Considering the 19 best amusement parks in the country saw 155.4 million visitors that same year – Florida alone had 88.9 million – the chances of being involved in any of these crashes are slim – 0.0008%, to be exact.
And the risk of spending more than a day in the hospital? 0.00005%.
These statistics should not invalidate tragedies like what happened in Colorado this weekend.

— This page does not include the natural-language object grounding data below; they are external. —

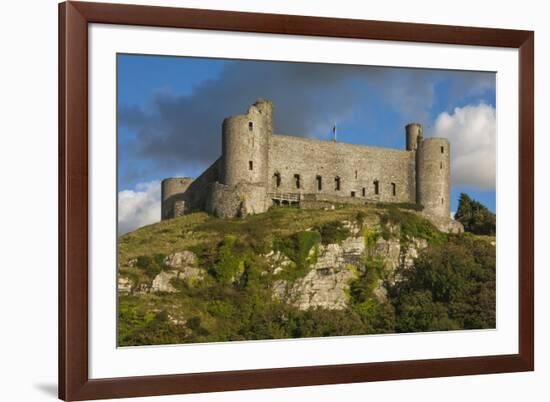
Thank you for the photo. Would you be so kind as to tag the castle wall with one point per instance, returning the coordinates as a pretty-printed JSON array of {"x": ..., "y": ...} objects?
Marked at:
[
  {"x": 434, "y": 176},
  {"x": 172, "y": 193},
  {"x": 357, "y": 167},
  {"x": 242, "y": 199},
  {"x": 182, "y": 195}
]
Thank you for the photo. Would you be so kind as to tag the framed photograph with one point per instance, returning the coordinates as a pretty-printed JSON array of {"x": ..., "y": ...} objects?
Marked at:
[{"x": 259, "y": 200}]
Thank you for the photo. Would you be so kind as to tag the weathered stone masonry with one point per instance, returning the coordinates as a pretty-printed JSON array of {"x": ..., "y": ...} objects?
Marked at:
[{"x": 259, "y": 168}]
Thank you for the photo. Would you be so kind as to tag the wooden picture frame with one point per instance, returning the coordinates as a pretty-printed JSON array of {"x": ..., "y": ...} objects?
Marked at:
[{"x": 74, "y": 381}]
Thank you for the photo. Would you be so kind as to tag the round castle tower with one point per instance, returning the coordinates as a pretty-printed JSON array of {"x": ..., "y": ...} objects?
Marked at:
[
  {"x": 172, "y": 197},
  {"x": 245, "y": 145},
  {"x": 433, "y": 176},
  {"x": 433, "y": 180},
  {"x": 413, "y": 135}
]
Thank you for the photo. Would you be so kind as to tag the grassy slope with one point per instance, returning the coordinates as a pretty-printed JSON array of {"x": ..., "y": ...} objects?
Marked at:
[{"x": 212, "y": 311}]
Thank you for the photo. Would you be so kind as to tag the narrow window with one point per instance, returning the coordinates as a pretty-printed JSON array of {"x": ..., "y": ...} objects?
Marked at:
[
  {"x": 277, "y": 179},
  {"x": 319, "y": 180},
  {"x": 297, "y": 180}
]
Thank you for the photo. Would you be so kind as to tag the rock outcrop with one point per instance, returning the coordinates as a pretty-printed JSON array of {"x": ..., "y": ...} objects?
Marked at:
[{"x": 326, "y": 284}]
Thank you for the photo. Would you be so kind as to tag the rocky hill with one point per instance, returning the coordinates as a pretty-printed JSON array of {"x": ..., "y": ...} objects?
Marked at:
[{"x": 295, "y": 273}]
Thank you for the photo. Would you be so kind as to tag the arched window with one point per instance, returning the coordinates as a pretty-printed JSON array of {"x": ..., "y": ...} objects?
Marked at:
[
  {"x": 319, "y": 181},
  {"x": 297, "y": 180},
  {"x": 277, "y": 177}
]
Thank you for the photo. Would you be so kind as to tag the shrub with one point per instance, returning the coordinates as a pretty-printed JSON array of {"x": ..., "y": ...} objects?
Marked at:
[
  {"x": 450, "y": 286},
  {"x": 412, "y": 225},
  {"x": 475, "y": 217}
]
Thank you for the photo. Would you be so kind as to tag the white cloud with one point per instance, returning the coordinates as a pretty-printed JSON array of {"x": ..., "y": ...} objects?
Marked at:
[
  {"x": 471, "y": 131},
  {"x": 138, "y": 208}
]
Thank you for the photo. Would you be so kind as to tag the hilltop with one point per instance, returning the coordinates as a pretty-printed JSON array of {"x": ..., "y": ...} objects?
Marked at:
[{"x": 286, "y": 273}]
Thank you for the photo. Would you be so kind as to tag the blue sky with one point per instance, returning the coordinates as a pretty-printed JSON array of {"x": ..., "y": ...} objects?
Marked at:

But the shocking – and often horrific – nature of these accidents is attracting media attention.
“I think when people go to an amusement park, they know there is a risk, but at the same time you are going to have fun, you don’t expect something bad like this- ci to happen, ”said Sweeten. “It’s the same with a shark attack, it would get a lot of media attention because it doesn’t happen that often.”
The regulatory council is currently made up of representatives from Lagoon, a ski resort (The Park City Alpine Slide will be inspected by the committee), the Utah State Fair, an amusement park operator, an expert nationally recognized and representative of the public, someone who Sweeten says “pursues the interests of the state.”
Once the Utah Amusement Ride Safety Committee can send inspectors to the field, they will look for items like rusted bolts, pinning hardware, faulty retainers, or loose parts. They will observe the path working through a cycle, sometimes more. And they’ll look at the documents that prove the proper maintenance is being performed.
It’s a process that mirrors what Lagoon and State Fair inspectors are already doing. The one that Sweeten, someone who loves roller coasters, trusts.
“I don’t continue as much as when I was younger,” he said. “We have been to several large parks as well as to Lagoon. It is something that we appreciate.